Reconhecendo a distância cultural e social entre si e Bocage, o “Calafate” dialoga com a memória de Elmano Sadino, tendo-lhe dedicado três dos seus folhetos e algumas décimas avulsas.

O primeiro, Cantigas dedicadas ao Centenário do grande poeta Manuel Maria Barbosa du Bocage, de 1905, antecedeu a celebração do centenário do falecimento do poeta, ocorrido em 21 de Dezembro.
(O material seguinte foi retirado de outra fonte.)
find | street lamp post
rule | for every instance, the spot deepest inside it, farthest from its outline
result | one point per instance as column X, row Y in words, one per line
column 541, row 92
Na primeira quadra, é assinalada a coincidência biográfica quanto a Dezembro (falecimento de Bocage, em 1805, e nascimento de António Maria Eusébio, em 1819) - “Bocage dá-me licença / Que eu quero falar de ti, / No mês do teu centenário / Tu morreste e eu nasci.” -, proximidade logo contrariada pela diferença cultural (“Bocage tinhas nascido / Para ser astro brilhante / E eu nasci para ignorante / E nada ter aprendido.”) e pela distância social (“Sou um velho sem valor, / Ao pé de ti sou um pobre; / Tu filho d’um homem nobre / E eu filho d’um pescador.”) O poema termina a lamentar a forma de se afirmar a memória - “Só uma falta conheço, / E talvez haja outras mais, / São os teus restos mortais / Não estarem ao pé de teu berço.”

Nas décimas seguintes, o elogio bocagiano sublinha a vida difícil que levou, oposta à glória de que se revestia passados cem anos - “Este é o senhor da festa, / O poeta setubalense, / Tudo isto lhe pertence, / Mas para ele já não presta. / (...) / Foram precisos cem anos / Para ser tão festejado”. Bocage é ainda comparado com Camões, pela miséria em que ambos acabaram - “Se mais tivesse vivido / Sofreria privações, / Seria o que foi Camões, / Que foi na vida esquecido.” Neste preâmbulo aos festejos do centenário, é relembrado que também “em Dezembro a sua imagem / Teve a inauguração” (referência à festa de 1871, aquando da inauguração da estátua) e regista-se o envolvimento social e as influências - “O lojista e o proprietário, / O poeta e o camarista, / todos estes fazem vista / Na festa do centenário. / Não lhes falta o numerário, / Nem falta a boa vontade; / Nenhum tem necessidade / De certos expedientes, / De homens tão influentes / Grande é a sociedade.”

Seguem décimas sobre diversos assuntos elmanistas: biografia bocagiana (valorização da sua arte, alistamento no Regimento de Infantaria de Setúbal, relação de Bocage com o dinheiro e com a vida nocturna, passagem pela prisão, morte em Lisboa); familiares de Bocage que o “Cantador” ainda conheceu - o padre Francisco Barbosa du Bocage (“Este padre espiritual / Chorava pela sua cela: / No convento de Palmela / Foi freire e conventual.”) e Maria Luísa du Bocage, casada com João Lima (“Pois dos Bocages viventes / Só um ramo está em cima, / É o ramo Bocage Lima, / Um dos últimos parentes.”); comparação da “obra rica” do homenageado com a “obra pobre” do “Cantador”; reconhecimento de Bocage em Portugal e no Brasil e necessidade de haver sempre um monumento em sua honra em Setúbal.

Quase no final do folheto, duas décimas reflectem sobre o talento e a fortuna, aproximando-se o “Calafate” de Bocage quanto à sorte, pois sente-se “ora farto, ora faminto, / como Bocage viveu.” A conclusão acontece em quatro décimas, diálogo entre Bocage e o autor, gesto de proximidade social, em que, após agradecimento ao patrono, o “Cantador” se despede - “Seja eu bom ou ruim, / Minhas cartas estão dadas; / Já tenho as contas fechadas / Brevemente darei Fim.”

* J. R. R. "500 Palavras". O Setubalense: nº 812, 2022-03-23, pg. 9.